On Sun, Jul 3, 2022 at 12:48 AM Bart Van Assche <bvanassche@acm.org> wrote:
>
> On 5/18/22 20:07, Luis Chamberlain wrote:
> > I've been promoting the idea that running fstests once is nice,
> > but things get interesting if you try to run fstests multiple
> > times until a failure is found. It turns out at least kdevops has
> > found tests which fail with a failure rate of typically 1/2 to
> > 1/30 average failure rate. That is 1/2 means a failure can happen
> > 50% of the time, whereas 1/30 means it takes 30 runs to find the
> > failure.
> >
> > I have tried my best to annotate failure rates when I know what
> > they might be on the test expunge list, as an example:
> >
> > workflows/fstests/expunges/5.17.0-rc7/xfs/unassigned/xfs_reflink.txt:generic/530 # failure rate about 1/15 https://gist.github.com/mcgrof/4129074db592c170e6bf748aa11d783d
> >
> > The term "failure rate 1/15" is 16 characters long, so I'd like
> > to propose to standardize a way to represent this. How about
> >
> > generic/530 # F:1/15
> >
> > Then we could extend the definition. F being current estimate, and this
> > can be just how long it took to find the first failure. A more valuable
> > figure would be failure rate avarage, so running the test multiple
> > times, say 10, to see what the failure rate is and then averaging the
> > failure out. So this could be a more accurate representation. For this
> > how about:
> >
> > generic/530 # FA:1/15
> >
> > This would mean on average there failure rate has been found to be about
> > 1/15, and this was determined based on 10 runs.
> >
> > We should also go extend check for fstests/blktests to run a test
> > until a failure is found and report back the number of successes.
> >
> > Thoughts?
> >
> > Note: yes failure rates lower than 1/100 do exist but they are rare
> > creatures. I love them though as my experience shows so far that they
> > uncover hidden bones in the closet, and they they make take months and
> > a lot of eyeballs to resolve.
>
> I strongly disagree with annotating tests with failure rates. My opinion
> is that on a given test setup a test either should pass 100% of the time
> or fail 100% of the time.
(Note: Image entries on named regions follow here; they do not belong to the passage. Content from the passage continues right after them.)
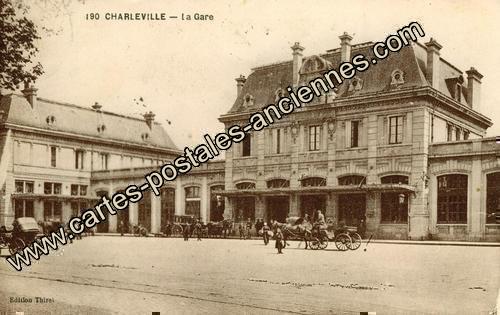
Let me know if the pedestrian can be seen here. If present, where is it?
[238,222,245,240]
[255,219,264,236]
[194,220,202,241]
[118,220,125,236]
[275,228,283,254]
[182,223,191,241]
[262,222,271,245]
[245,218,252,239]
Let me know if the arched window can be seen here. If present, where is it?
[437,174,467,224]
[301,177,326,187]
[161,188,175,227]
[210,185,225,222]
[236,182,255,189]
[380,175,408,224]
[267,178,290,188]
[486,172,500,224]
[380,175,408,185]
[184,186,201,218]
[339,175,365,186]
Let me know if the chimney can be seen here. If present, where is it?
[290,42,304,87]
[425,37,443,89]
[92,102,102,112]
[144,111,155,129]
[339,32,352,62]
[235,74,247,97]
[21,82,38,108]
[465,67,483,111]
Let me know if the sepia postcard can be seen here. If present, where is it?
[0,0,500,315]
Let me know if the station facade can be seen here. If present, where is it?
[0,34,500,241]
If a test passes in one run and fails in
> another run that either indicates a bug in the test or a bug in the
> software that is being tested. Examples of behaviors that can cause
> tests to behave unpredictably are use-after-free bugs and race
> conditions. How likely it is to trigger such behavior depends on a
> number of factors. This could even depend on external factors like which
> network packets are received from other systems. I do not expect that
> flaky tests have an exact failure rate. Hence my opinion that flaky
> tests are not useful and also that it is not useful to annotate flaky
> tests with a failure rate. If a test is flaky I think that the root
> cause of the flakiness must be determined and fixed.
>

That is true for some use cases, but unfortunately, the flaky
fstests are way too valuable and too hard to replace or improve,
so practically, fs developers have to run them, but not everyone does.
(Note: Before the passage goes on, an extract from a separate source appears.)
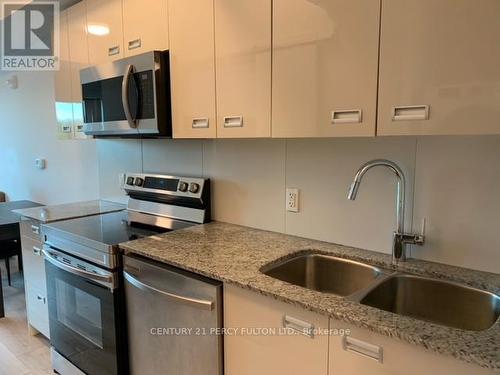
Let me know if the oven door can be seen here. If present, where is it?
[80,52,168,136]
[43,247,121,375]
Zorro has already proposed to properly tag the non deterministic tests
with a specific group and I think there is really no other solution.

The only question is whether we remove them from the 'auto' group
(I think we should).

There is probably a large overlap already between the 'stress' 'soak' and
'fuzzers' test groups and the non-deterministic tests.
Moreover, if the test is not a stress/fuzzer test and it is not deterministic
then the test is likely buggy.

There is only one 'stress' test not in 'auto' group (generic/019), only two
'soak' tests not in the 'auto' group (generic/52{1,2}).
There are only three tests in 'soak' group and they are also exactly
the same three tests in the 'long_rw' group.

So instead of thinking up a new 'flaky' 'random' 'stochastic' name
we may just repurpose the 'soak' group for this matter and start
moving known flaky tests from 'auto' to 'soak'.

generic/52{1,2} can be removed from 'soak' group and remain
in 'long_rw' group, unless filesystem developers would like to
add those to the stochastic test run.

filesystem developers that will run ./check -g auto -g soak
will get the exact same test coverage as today's -g auto
and the "commoners" that run ./check -g auto will enjoy blissful
determitic test results, at least for the default config of regularly
tested filesystems (a.k.a, the ones tested by kernet test bot).?

Darrick,

As the one who created the 'soak' group and only one that added
tests to it, what do you think about this proposal?
What do you think should be done with generic/52{1,2}?

Thanks,
Amir.